En 2001, Alfa a acquis une participation de contrôle dans Vimpelcom, société cotée à la Bourse de New York, pour 247 millions de dollars, soit 25 % des droits de vote.
Vimpelcom est le numéro deux de la téléphonie mobile en détenant 25 % du marché russe. Cette acquisition devait permettre à Vimpelcom d’accélérer le développement régional pour faire face à son principal concurrent MTS qui détient 35 % du marché russe de la téléphonie mobile.

Tioumen Neftgas Company (TNK - compagnie pétrolière de Tioumen)
TNK, qui appartient au groupe Alfa et à Access Renova (AAR), réalise des percées fulgurantes sur le marché du gaz et du pétrole locaux. Depuis février 2003 et l’investissement de BP-Amoco, le nouvel ensemble TNK est devenue le troisième groupe pétrolier en Russie. BP-Amoco a investi 6,75 milliards de dollars, le plus important investissement étranger en Russie, pour créer cette société commune avec Alfa et Access Renova (AAR). BP-Amoco contrôle ainsi un tiers du troisième groupe russe de pétrole…

Pourtant, les relations entre TNK et BP-Amoco n’ont pas toujours été aussi bonnes. En novembre 1999, suite à une procédure de mise en faillite contestée, TNK avait pris le contrôle de Tchernogorneft, une filiale de Sidanko dont BP-Amoco était actionnaire, pour quelques 176 millions de dollars. Cette acquisition donna à TNK une majorité de contrôle dans Sidanko, et faisait perdre à BP-Amoco une pièce maîtresse de son investissement en Russie.
Cependant, sans liquidité, TNK ne pouvait pas développer le site de Samotlor en Sibérie occidentale. Les banques étrangères se sont rapidement fermées sous la pression des lobbies anglo-saxons. Ce fut notamment le cas de la banque américaine Export-Import (Eximbank) qui refusa un prêt de 500 millions de dollars sous l’administration Clinton.
En échange d’une prise de participation de 25 % de TNK dans Sidanko, Tchernogorneft fut finalement restituée à Sidanko. Depuis, TNK et Tchernogorneft (BP-Amoco) développent ensemble le gisement de Samotlor.

Crown Ressources

Fondée en 1996 à Gibraltar, Crown Ressources est une société de trading détenue par le groupe Alfa qui est aujourd’hui basée à Zoug en Suisse. Elle le résultat de la fusion des activités de négoce du groupe Alfa et de sa filiale Crown Trade & Finances, basée aux îles Vierges.
Elle est spécialisée dans l’exportation de pétrole russe vers l’Europe occidentale. Elle a ouvert des succursales à Londres et Gibraltar, ainsi que des bureaux de représentation à Moscou, Singapour, Caracas, Bagdad et La Havane.
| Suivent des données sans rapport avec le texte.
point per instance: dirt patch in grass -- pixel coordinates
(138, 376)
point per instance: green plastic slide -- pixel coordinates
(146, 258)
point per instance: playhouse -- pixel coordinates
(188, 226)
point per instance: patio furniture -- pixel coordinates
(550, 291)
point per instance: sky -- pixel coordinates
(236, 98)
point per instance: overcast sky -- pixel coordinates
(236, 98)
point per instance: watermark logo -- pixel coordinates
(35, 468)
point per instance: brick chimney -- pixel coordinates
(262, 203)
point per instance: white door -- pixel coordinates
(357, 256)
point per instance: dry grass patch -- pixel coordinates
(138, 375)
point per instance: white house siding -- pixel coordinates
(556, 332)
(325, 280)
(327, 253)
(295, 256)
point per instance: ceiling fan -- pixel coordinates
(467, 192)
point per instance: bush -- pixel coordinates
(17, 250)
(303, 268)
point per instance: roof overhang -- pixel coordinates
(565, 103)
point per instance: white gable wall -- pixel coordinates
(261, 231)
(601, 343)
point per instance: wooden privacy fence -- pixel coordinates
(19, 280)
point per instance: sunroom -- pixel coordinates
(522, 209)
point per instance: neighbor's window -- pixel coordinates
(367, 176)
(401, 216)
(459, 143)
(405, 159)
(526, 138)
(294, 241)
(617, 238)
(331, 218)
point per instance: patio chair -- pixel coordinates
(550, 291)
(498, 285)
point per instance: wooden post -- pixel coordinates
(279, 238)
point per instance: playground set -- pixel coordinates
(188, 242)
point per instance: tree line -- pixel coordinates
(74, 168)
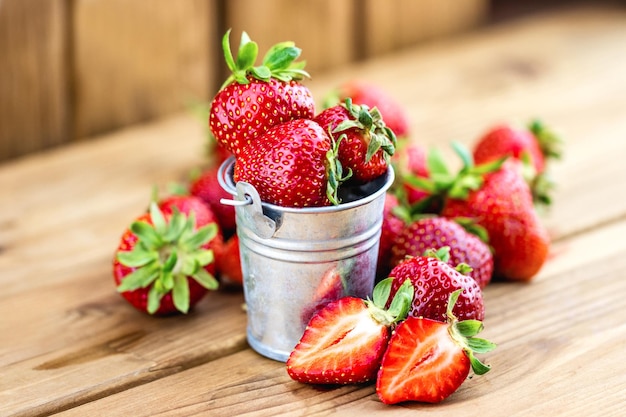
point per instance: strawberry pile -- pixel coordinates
(445, 236)
(265, 117)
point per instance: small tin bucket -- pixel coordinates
(295, 260)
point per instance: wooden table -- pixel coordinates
(70, 345)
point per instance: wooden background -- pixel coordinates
(76, 69)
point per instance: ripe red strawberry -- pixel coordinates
(428, 360)
(292, 165)
(163, 263)
(362, 92)
(503, 206)
(435, 232)
(434, 280)
(410, 162)
(534, 145)
(390, 230)
(344, 341)
(365, 142)
(207, 187)
(255, 98)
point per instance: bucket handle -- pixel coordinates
(249, 202)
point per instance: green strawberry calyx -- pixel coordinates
(278, 62)
(464, 332)
(371, 123)
(165, 255)
(334, 170)
(399, 306)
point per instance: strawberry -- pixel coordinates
(435, 232)
(292, 165)
(391, 228)
(428, 360)
(365, 142)
(410, 161)
(344, 342)
(255, 98)
(163, 263)
(534, 145)
(206, 187)
(363, 92)
(434, 280)
(503, 205)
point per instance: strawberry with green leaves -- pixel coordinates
(503, 205)
(434, 280)
(294, 164)
(365, 142)
(344, 342)
(496, 196)
(435, 232)
(428, 360)
(164, 264)
(534, 145)
(373, 96)
(255, 98)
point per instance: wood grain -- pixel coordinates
(140, 60)
(551, 347)
(325, 30)
(35, 104)
(393, 25)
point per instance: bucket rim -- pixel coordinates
(228, 184)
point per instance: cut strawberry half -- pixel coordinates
(428, 360)
(344, 342)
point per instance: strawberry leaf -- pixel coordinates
(469, 328)
(146, 233)
(139, 278)
(154, 300)
(479, 345)
(381, 292)
(180, 293)
(205, 279)
(137, 257)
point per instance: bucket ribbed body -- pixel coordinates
(307, 258)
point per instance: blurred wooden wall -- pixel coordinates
(74, 69)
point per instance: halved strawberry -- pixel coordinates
(428, 360)
(344, 341)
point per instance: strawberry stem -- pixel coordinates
(278, 63)
(464, 332)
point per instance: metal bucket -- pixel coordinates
(295, 260)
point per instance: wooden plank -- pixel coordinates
(34, 101)
(396, 24)
(57, 237)
(67, 209)
(557, 337)
(139, 60)
(512, 73)
(324, 29)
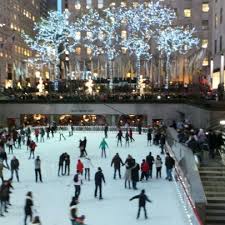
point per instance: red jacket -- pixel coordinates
(144, 167)
(80, 166)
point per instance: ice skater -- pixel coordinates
(99, 178)
(28, 207)
(103, 145)
(61, 134)
(143, 198)
(119, 137)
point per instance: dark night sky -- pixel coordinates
(52, 4)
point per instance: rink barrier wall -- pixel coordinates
(187, 172)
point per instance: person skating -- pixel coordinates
(42, 133)
(143, 198)
(106, 128)
(37, 165)
(61, 134)
(119, 137)
(2, 166)
(169, 163)
(67, 164)
(87, 164)
(135, 174)
(158, 165)
(80, 166)
(162, 142)
(150, 160)
(144, 170)
(117, 162)
(28, 207)
(131, 135)
(10, 144)
(99, 178)
(73, 210)
(128, 166)
(103, 145)
(149, 137)
(127, 139)
(14, 165)
(77, 183)
(36, 133)
(61, 162)
(32, 148)
(36, 221)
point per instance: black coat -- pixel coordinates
(117, 161)
(99, 177)
(142, 199)
(28, 205)
(169, 162)
(135, 172)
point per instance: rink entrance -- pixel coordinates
(83, 120)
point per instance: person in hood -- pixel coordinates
(143, 198)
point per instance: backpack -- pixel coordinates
(75, 179)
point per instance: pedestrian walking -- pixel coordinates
(99, 178)
(143, 198)
(103, 145)
(28, 207)
(15, 168)
(37, 165)
(117, 162)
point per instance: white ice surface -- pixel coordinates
(52, 197)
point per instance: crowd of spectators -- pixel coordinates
(198, 140)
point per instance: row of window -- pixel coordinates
(220, 45)
(23, 51)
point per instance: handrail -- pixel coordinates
(180, 178)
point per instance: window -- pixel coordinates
(100, 4)
(215, 47)
(89, 4)
(77, 5)
(124, 34)
(205, 7)
(205, 43)
(205, 24)
(187, 12)
(78, 36)
(78, 50)
(89, 51)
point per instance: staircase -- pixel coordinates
(213, 180)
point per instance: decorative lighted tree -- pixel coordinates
(54, 36)
(139, 48)
(175, 40)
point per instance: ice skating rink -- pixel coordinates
(52, 197)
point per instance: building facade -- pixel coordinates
(185, 69)
(218, 42)
(17, 17)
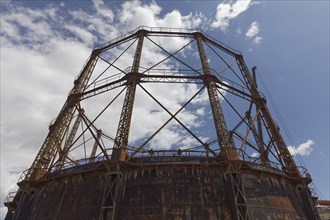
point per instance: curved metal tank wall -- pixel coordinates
(184, 191)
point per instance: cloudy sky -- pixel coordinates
(45, 44)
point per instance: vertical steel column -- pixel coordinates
(121, 140)
(63, 153)
(284, 153)
(96, 144)
(223, 135)
(52, 143)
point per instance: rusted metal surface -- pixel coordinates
(159, 191)
(245, 173)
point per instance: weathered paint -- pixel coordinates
(172, 190)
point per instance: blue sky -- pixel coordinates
(45, 44)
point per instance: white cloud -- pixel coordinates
(43, 49)
(303, 149)
(253, 30)
(257, 40)
(255, 154)
(227, 12)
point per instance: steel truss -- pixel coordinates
(230, 143)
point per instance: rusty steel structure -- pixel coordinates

Les dirigeants du groupe Alfa

Mikhaïl Friedman et Piotr Aven sont les deux fondateurs de l’Alfa Group.
Piotr Aven connaît Vladimir Poutine depuis le début des années 1990 quand il était ministre du Commerce extérieur. A cette époque, il avait accordé au Comité des relations extérieures de St Petersbourg (alors dirigé par Poutine) le droit exclusif de distribuer des licences à l’exportation. En 1992, il sortit Poutine d’une affaire qui l’accusait de s’être livré à une opération frauduleuse de troc de matières premières contre des produits alimentaires. Des millions de dollars auraient disparus à cette occasion…
Cette proximité avec l’actuel président russe a permis au group Alfa de placer trois collaborateurs dans l’administration présidentielle, et de contrôler un grand groupe de députés à la Douma.

Né le 21 avril 1964 à Llov, ville située à l’ouest de l’Ukraine, Mikhail Friedman est issu d’une famille juive comme la plupart des autres oligarques. Diplômé du Moscow Institute of Steel and Alloys, il a été ingénieur pour Electrostal Factory avant de créer en 1991 le groupe Alfa Consortium avec Piotr Aven. Il assume à présent les fonctions de président du conseil de surveillance. Selon le classement Forbes des plus grandes fortunes mondiales, Mikhail Friedman détiendrait la septième fortune de Russie.
Sous l’époque communiste, les billets de théâtre étant réservés aux membres du parti, pour s’en procurer sans relation, il était nécessaire de passer par des intermédiaires. Dans sa jeunesse, Mikhail Friedman a été impliqué dans ce marché noir de vente de ticket de théâtre (Theatre Mafia).
Très influent en Russie, il a été épargné par la campagne contre les « oligarques » en 2001 de Vladimir Poutine. Il est l’un des 27 membres de l’Union russe des industriels et des entrepreneurs, cercle qui rassemble la plupart des chefs d’entreprise russes.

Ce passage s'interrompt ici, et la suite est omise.